Pisella con Prosciutto di Parma: Sweet Peas Parma

Sweet Peas ParmaThis is an old and much loved springtime dish from Parma. Freshly picked peas are best but frozen tiny peas substitute successfully when fresh ones are unavailable. Serve the peas as a side dish with roasted or grilled main dishes.

Recipe for 6 to 8 as a side dish.

Ingredients and equipment:

  • 1 pound shelled sweet peas or 1 pound frozen tiny peas, defrosted by rinsing in a colander
  • 1 tablespoon butter
  • 2 tablespoons olive oil
  • 1 glove of garlic
  • 2 ounces Prosciutto di Parma
  • 3 tablespoons crushed canned tomatoes
  • Salt and pepper to taste


If using fresh peas, steam 4 to 8 minutes or until lightly cooked. When finished, rinse cold water to stop the cooking. If using frozen peas, rinse under cold water in a colander to defrost.

Heat the butter and olive oil over a medium heat. Lightly smash the garlic clove using a knife blade and your fist. Add the garlic to the butter and olive olive and swirl around. Once the garlic is golden brown, discard it. Don’t let the garlic brown or you’ll have a bitter taste. If you do burn the garlic, star over.

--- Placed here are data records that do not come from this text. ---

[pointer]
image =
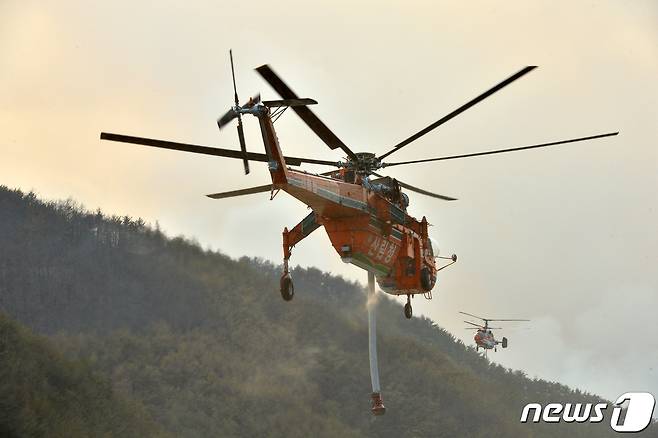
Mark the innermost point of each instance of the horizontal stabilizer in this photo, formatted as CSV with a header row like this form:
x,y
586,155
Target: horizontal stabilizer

Coarsely chop the Prosciutto di Parma and add to the simmering butter and olive oil. Sauté for about 2 to 3 minutes until the pink color turns lightly brown. Make sure the tomatoes are well crushed with your hand and add to the pan. Cook until the mixture is thick.

Add the peas and cook over medium heat until warmed through stirring frequently. Season with salt and pepper and serve as a side dish. Don’t season earlier because the Prosciutto di Parma will add some salt.